Via Mark Liberman of Language Log, who also links to a credulous review in American Scientist Online which he deconstructs himself. And I should add that the NY Times fell for this nonsense back in July, which is what alerted the LINGUIST List folks to it.


  1. Foster and Toth aren’t the only ones. Ringe, Warnow, and Taylor, also at Penn, have been working on redoing genetic trees with algorithms from genetics research. The problem I had with their research was that they never listed their characters, but F&T did. Whoa! When I read Trask’s posting to the Linguist List I had to chuckle at my worst fears confirmed.

  2. But I don’t understand. Mingrelian is the key to all languages! Not Latvian, which is merely a debased form of Lithuanian. I don’t know where people get these things.
    Surfing the net for names of languages and language groups does indeed take you to some unique places.

  3. Oh yeah. I remember reading that issue of LINGUIST and smirking. It was really vicious, and yet deserved.

  4. Jim, you need to be a little more careful: your short comment makes three important mistakes.
    First, Forster and Toth are not “also at Penn”, but at Cambridge University and the University of Zurich, respectively.
    Second, Ringe/Warnow/Taylor have certainly published the detailed bases of their analysis, both the linguistic characters used and the mathematical and computational issues in the algorithms, most recently in
    Don Ringe, Tandy Warnow & Ann Taylor. Indo-European and Computational Cladistics. Transactions of the Philological Society, 100 (1) pp 59-129 (March 2002), but also in other publications going back to 1995.
    Third, Forster and Toth use a completely different and unrelated set of features, as well as a different phylogeny-inference “algorithm” (one of the problems with their work is that they don’t really have an algorithm, so that their work is oddly empty from a mathematical as well as a linguistic point of view). While you might disagree with the Ringe et al. choices, Trask’s critique is not in any way relevant to their work, as their choices are very much in the style of a rock-ribbed traditional indo-europeanist, which is what Ringe is.

  5. He sure is; he studied with the great Warren Cowgill (little remembered because he never wrote a book).

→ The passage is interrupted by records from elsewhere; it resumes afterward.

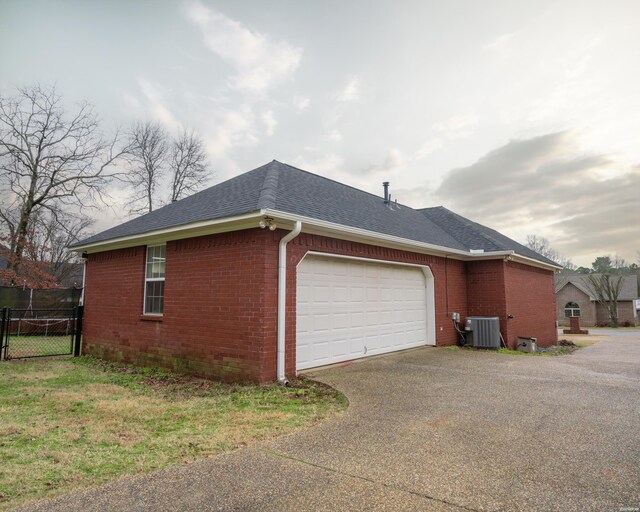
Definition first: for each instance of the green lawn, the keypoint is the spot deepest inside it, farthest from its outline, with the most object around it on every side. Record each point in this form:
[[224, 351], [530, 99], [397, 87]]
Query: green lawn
[[67, 423]]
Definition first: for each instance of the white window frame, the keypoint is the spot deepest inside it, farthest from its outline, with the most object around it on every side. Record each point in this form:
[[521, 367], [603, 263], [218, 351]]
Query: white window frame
[[152, 279], [572, 310]]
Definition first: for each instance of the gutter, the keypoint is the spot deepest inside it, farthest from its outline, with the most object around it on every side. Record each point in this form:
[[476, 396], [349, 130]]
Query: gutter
[[245, 221], [282, 299], [405, 243]]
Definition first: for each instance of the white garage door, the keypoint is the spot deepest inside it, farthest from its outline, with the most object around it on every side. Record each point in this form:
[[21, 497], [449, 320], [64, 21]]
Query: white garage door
[[347, 309]]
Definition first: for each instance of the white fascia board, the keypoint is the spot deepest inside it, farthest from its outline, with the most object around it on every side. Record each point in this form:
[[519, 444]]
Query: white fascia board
[[331, 229], [182, 231], [320, 227]]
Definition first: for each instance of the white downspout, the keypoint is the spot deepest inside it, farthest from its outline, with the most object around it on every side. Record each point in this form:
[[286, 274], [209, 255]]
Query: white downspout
[[282, 297], [84, 278]]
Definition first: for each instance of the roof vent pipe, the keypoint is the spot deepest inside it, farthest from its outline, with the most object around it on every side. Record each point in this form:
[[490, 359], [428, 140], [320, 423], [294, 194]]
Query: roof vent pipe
[[385, 184]]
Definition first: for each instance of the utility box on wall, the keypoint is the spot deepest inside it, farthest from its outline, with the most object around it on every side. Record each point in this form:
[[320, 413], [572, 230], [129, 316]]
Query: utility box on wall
[[483, 332]]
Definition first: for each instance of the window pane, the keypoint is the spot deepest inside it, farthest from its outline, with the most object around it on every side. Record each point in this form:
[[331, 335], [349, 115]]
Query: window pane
[[154, 302], [156, 257]]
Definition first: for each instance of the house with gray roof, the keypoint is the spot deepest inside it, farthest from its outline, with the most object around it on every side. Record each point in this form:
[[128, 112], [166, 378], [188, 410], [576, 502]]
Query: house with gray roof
[[575, 296], [279, 270]]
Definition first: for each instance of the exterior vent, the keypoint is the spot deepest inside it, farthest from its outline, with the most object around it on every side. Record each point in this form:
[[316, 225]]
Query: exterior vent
[[483, 332]]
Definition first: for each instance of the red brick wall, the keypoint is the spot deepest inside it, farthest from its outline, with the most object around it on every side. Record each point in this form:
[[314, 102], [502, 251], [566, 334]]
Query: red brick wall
[[504, 288], [219, 314], [531, 300], [570, 293]]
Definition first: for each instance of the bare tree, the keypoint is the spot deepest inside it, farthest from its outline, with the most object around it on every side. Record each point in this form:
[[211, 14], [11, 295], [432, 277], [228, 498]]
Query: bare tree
[[149, 149], [542, 246], [189, 166], [48, 161], [606, 288], [50, 238]]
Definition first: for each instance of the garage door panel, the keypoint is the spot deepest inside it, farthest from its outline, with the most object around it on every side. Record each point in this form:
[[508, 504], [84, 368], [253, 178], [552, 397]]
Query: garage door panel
[[348, 309]]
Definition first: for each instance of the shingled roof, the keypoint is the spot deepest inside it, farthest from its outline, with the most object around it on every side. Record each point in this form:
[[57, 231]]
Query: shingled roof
[[476, 236], [283, 188]]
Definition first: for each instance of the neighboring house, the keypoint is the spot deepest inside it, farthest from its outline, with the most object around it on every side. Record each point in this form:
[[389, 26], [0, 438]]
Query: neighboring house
[[575, 297], [280, 270]]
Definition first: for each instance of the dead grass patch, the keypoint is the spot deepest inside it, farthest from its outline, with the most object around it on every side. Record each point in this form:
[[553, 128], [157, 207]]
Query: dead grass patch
[[67, 424]]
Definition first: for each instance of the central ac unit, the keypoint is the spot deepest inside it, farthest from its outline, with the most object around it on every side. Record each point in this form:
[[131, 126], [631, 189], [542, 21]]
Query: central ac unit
[[482, 331]]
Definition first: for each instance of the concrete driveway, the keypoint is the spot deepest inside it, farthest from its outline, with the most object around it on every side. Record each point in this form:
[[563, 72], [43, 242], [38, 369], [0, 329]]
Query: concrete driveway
[[432, 429]]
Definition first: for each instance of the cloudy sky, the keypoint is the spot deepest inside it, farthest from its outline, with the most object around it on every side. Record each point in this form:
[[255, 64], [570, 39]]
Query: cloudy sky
[[521, 115]]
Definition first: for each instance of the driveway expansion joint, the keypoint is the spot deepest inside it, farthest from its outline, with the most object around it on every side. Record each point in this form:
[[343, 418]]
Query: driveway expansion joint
[[365, 479]]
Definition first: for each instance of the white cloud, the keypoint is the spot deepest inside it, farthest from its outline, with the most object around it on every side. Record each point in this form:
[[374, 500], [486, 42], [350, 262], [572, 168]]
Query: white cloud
[[501, 45], [584, 204], [269, 121], [301, 102], [260, 62], [351, 91], [327, 165], [230, 128], [335, 135], [157, 104], [394, 161], [457, 127], [427, 148]]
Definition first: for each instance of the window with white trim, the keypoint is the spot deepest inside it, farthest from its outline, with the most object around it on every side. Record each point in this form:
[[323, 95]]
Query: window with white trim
[[154, 280], [571, 309]]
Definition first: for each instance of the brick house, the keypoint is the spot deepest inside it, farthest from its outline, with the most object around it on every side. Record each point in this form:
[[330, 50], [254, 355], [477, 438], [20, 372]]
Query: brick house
[[575, 297], [280, 270]]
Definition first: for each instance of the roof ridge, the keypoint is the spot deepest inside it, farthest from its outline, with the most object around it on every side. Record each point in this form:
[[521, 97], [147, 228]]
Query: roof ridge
[[269, 190], [471, 224], [343, 184]]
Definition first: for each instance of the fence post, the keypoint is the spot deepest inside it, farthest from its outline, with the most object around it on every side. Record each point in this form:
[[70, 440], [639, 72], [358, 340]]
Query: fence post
[[78, 339], [3, 328]]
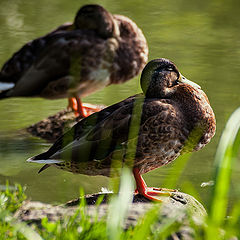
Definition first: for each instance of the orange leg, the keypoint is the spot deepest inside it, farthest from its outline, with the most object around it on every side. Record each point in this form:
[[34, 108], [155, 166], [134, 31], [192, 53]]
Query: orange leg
[[150, 193], [80, 109]]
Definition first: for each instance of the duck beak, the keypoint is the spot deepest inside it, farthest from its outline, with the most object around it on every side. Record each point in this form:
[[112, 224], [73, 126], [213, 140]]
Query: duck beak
[[182, 79]]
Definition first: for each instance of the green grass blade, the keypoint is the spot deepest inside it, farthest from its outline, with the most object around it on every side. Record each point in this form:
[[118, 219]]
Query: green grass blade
[[119, 205], [225, 155]]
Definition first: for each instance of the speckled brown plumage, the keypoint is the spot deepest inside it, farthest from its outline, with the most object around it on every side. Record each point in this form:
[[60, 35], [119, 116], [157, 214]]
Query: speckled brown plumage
[[77, 58], [174, 117]]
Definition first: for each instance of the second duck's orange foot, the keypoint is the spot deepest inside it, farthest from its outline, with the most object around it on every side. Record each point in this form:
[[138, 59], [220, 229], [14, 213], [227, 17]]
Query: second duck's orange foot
[[151, 193], [80, 109]]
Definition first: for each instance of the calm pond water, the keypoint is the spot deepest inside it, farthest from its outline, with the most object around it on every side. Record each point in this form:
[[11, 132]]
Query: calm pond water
[[202, 38]]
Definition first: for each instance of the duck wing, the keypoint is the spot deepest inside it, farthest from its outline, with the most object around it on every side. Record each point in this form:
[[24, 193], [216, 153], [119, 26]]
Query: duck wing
[[109, 125], [55, 64]]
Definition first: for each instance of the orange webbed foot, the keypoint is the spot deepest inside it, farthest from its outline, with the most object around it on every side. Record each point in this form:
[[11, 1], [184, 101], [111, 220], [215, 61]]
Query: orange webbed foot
[[80, 109], [151, 193]]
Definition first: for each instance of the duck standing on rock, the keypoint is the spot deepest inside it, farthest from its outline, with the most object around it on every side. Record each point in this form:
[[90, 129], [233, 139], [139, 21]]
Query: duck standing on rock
[[76, 59], [171, 117]]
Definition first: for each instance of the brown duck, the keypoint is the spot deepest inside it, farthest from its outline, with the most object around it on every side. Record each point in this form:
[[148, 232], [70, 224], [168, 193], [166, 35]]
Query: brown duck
[[171, 117], [77, 58]]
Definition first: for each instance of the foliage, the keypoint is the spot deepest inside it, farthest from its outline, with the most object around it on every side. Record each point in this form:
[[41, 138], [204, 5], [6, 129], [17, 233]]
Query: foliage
[[218, 224]]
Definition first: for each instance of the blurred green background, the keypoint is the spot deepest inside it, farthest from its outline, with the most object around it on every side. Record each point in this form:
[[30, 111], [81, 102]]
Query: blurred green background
[[201, 37]]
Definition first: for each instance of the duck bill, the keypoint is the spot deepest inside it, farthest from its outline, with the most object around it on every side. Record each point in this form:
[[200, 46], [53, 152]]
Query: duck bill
[[182, 79]]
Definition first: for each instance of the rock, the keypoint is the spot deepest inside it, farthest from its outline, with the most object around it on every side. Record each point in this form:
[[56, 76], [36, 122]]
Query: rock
[[54, 126], [176, 208]]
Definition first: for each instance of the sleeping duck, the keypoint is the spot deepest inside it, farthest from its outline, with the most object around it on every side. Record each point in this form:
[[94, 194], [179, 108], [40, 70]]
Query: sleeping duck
[[171, 117], [76, 59]]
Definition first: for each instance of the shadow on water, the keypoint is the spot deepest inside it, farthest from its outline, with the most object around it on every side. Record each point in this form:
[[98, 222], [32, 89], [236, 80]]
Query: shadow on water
[[202, 38]]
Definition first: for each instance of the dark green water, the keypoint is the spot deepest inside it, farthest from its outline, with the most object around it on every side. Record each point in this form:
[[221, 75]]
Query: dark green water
[[201, 37]]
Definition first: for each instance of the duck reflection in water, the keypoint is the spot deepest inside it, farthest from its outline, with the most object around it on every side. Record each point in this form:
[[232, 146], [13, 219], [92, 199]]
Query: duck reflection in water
[[143, 132]]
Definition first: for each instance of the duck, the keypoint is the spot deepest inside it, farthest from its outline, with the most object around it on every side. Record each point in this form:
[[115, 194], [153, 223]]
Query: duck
[[171, 117], [76, 59]]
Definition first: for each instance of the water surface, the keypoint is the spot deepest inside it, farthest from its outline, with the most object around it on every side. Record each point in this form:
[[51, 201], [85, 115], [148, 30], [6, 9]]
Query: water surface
[[202, 38]]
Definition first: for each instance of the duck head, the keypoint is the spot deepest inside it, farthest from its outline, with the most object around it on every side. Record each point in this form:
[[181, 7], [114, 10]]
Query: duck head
[[160, 79], [95, 17]]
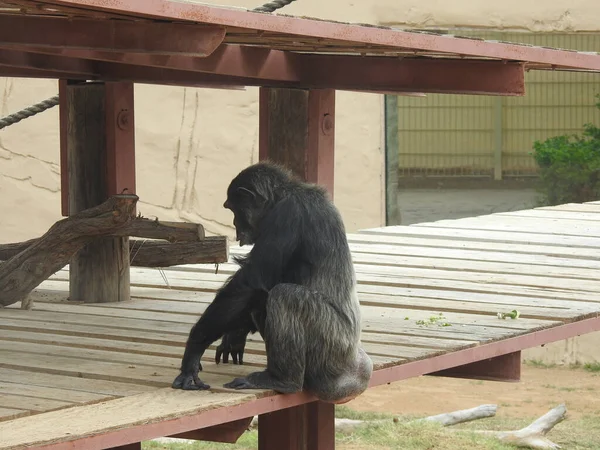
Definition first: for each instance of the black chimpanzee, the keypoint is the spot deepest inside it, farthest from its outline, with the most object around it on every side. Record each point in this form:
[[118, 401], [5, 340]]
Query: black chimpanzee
[[297, 287]]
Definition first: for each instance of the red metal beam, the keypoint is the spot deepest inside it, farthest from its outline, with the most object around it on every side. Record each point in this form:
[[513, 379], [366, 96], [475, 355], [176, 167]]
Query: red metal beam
[[267, 404], [260, 66], [110, 35], [228, 432], [214, 15], [500, 368], [120, 139], [304, 427]]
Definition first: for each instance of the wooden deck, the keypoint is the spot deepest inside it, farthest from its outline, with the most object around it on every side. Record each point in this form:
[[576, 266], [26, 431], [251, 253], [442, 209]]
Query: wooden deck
[[113, 363]]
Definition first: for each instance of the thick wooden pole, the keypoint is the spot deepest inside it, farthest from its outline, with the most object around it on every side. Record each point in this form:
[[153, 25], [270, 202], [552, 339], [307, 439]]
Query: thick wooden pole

  6. Mark– Well, I put my foot in that one. I’ll take a look at the paper you cited. The two I looked at said there were characteristics but vaguely categorized them but never really listed them. I realize that Ringe linguistic chops, but so did Morris Swadesh. Sorry about the misinformation. I’ll be mroe careful next time

  7. I know I should just cut my losses and keep quite, but my last comment borders on the unintelligible. Here’s what I meant to say:
    Mark– Well, I put my foot in that one. I’ll take a look at the paper you cited. The two I looked at mentioned characteristics and vaguely categorized them, but never really listed them. I realize that Ringe has linguistic chops, but so did Morris Swadesh. Sorry about the misinformation. I’ll try to be more careful next time.

  8. Steve Long says:

    Exactly the problem. The resulting IE “tree” is constructed entirely based on a rather standard and narrow PIE reconstruction and the outcome is completely expected. It is a picture of Ringe’s vision of how PIE should be reconstructed using a limited number of well-estabkished cognates. Where one is missing, it is marked “lost” — a circular assumption. There is no control to compare hypotheses about early borrowing or semantic inconsistency. You could use the same technique to construct Klingon family trees.

  9. Years ago on a histling list (now apparently defunct) it was quite entertaining to see Trask dissect those who claim similarities between Basque and Georgian, Berber or Nahuatl. Glad to see he hasn’t lost his form.